Silver's Weblog - Tag - 'NVidia'
NVidia in Bug-Fixing Shocker
You may remember my previous post about NVidia's (then) latest drivers have some issues; in particular, the leaking of kernel-space objects being the most serious.
Since then, I'd upgraded to 91.47 to no avail, but today I upgraded to 93.71 and it is no longer leaking them!
Start NVidia control panel:
lkd> !object fffffadfb4fbc060 Object: fffffadfb4fbc060 Type: (fffffadfb5ab86c0) Process ObjectHeader: fffffadfb4fbc030 HandleCount: 2 PointerCount: 87
Close it again:
lkd> !object fffffadfb4fbc060 fffffadfb4fbc060: Not a valid object (ObjectType invalid)
W00t.
Permalink | Author: Silver | Tags: NVidia | Posted: 11:40PM on Sunday, 03 December, 2006 | Comments: 0
NVidia: 1 point for, 427 against
Last Sunday, I decided to start playing Oblivion again. Turns out I hadn't uninstalled it from last time, so that was easy. Except for the video playback problem - this was a problem originally, clearly hadn't fixed itself, and consists of all videos (opening sequence, main menu background, etc.) to be static images from apparently uninitialised memory. Which is fun.
Begin Oblivion Video Fixing Sequence, Take 2 (I'd tried before when I first got the game).
-
Download and install latest NVidia drivers for Windows XP 64bit (91.31).
-
Run Oblivion, and find the videos work!
Well that was shockingly easy. That is the one and only point for NVidia, though.
The first and most obvious downside to updating my NVidia drivers was the new "NVidia Control Panel", which does a good job of not quite matching Explorer is every way. It's got a UI consistency you could only otherwise have found on 1995 shareware, too. Horrible.
The looks of the new control panel 'thing' are not the only problems it has, oooh no. If you're running as a Standard User Account (LUA), as everyone does (right?), it fails to save any of the application-specific 3D settings. Better than that, it looks as if they were saved when they weren't! (The Apply button disappears in a fit of horrible UI design and there's no error message at all.)
Then there is the "NVidia Display Driver Service" (nvsvc64.exe), which sits in the background doing (apparently) nothing except leaking.

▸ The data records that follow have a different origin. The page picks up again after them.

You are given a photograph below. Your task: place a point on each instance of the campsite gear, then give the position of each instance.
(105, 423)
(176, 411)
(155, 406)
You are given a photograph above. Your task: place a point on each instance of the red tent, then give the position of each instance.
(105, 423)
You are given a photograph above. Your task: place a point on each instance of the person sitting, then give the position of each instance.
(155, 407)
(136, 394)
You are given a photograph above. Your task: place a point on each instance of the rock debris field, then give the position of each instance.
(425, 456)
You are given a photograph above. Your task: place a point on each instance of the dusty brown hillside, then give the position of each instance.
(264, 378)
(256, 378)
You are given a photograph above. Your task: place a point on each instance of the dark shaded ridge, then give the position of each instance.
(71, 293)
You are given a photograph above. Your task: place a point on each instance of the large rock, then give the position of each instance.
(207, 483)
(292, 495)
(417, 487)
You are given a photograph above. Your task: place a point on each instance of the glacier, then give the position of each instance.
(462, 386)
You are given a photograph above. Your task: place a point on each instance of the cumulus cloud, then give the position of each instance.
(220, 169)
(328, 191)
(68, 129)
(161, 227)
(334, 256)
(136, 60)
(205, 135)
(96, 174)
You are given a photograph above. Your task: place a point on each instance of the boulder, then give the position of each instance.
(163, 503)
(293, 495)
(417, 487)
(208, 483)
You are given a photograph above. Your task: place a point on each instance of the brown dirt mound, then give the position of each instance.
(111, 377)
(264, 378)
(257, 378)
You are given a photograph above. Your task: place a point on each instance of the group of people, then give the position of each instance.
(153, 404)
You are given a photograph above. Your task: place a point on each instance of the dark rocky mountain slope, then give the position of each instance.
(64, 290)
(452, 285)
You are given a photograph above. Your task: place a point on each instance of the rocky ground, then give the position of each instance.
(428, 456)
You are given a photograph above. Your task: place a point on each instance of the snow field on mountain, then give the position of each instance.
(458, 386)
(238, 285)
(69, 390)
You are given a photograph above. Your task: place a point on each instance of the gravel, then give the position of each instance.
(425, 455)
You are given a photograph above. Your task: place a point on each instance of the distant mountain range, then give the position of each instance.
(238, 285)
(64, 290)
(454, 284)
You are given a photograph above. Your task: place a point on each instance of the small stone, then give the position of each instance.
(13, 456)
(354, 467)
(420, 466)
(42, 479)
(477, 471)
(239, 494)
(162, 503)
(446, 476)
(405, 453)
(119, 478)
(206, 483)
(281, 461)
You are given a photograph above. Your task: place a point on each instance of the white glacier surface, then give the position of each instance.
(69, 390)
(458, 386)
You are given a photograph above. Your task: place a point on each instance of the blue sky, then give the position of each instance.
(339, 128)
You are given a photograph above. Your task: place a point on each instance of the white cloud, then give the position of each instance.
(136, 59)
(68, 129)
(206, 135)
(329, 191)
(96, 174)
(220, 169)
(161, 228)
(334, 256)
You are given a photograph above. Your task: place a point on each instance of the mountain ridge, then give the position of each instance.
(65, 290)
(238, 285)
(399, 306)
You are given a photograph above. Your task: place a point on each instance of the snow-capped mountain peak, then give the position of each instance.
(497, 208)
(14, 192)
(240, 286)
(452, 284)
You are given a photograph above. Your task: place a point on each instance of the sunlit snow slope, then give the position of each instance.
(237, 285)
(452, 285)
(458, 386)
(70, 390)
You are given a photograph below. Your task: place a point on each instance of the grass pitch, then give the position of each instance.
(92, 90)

It was leaking Paged Pool, Non-paged Pool, Commit and Handles earlier, although currently it only seems to be leaking Non-paged Pool and Handles. The 3 memory values were leaking at a combined rate of (approximately) 1.8MB/hour, and the handles at (approximately) 1700/hour. Yummy.
Finally, we come to the actual driver itself. The main deal. Which leaks entire processes through a really bizarre bug.
For this to make sense, I'll explain a few simple facts about the Windows Kernel:
-
It has an Object Manager that tracks all objects in kernel-space and user-space.
-
All objects have a "Handle Count" and "Pointer Count" - the former is for (obviously) any open handles to the object, which is mostly for user-space code, and the latter is for kernel code that simply has a pointer (it's a reference counter).
-
When both counts reach zero, non-permanent (i.e. most) objects are removed and cleaned up.
When you start a new process, naturally there enters into existence a kernel "Process" object (along with all the shenanigans that go with that). I started the NVidia Control Panel for this test.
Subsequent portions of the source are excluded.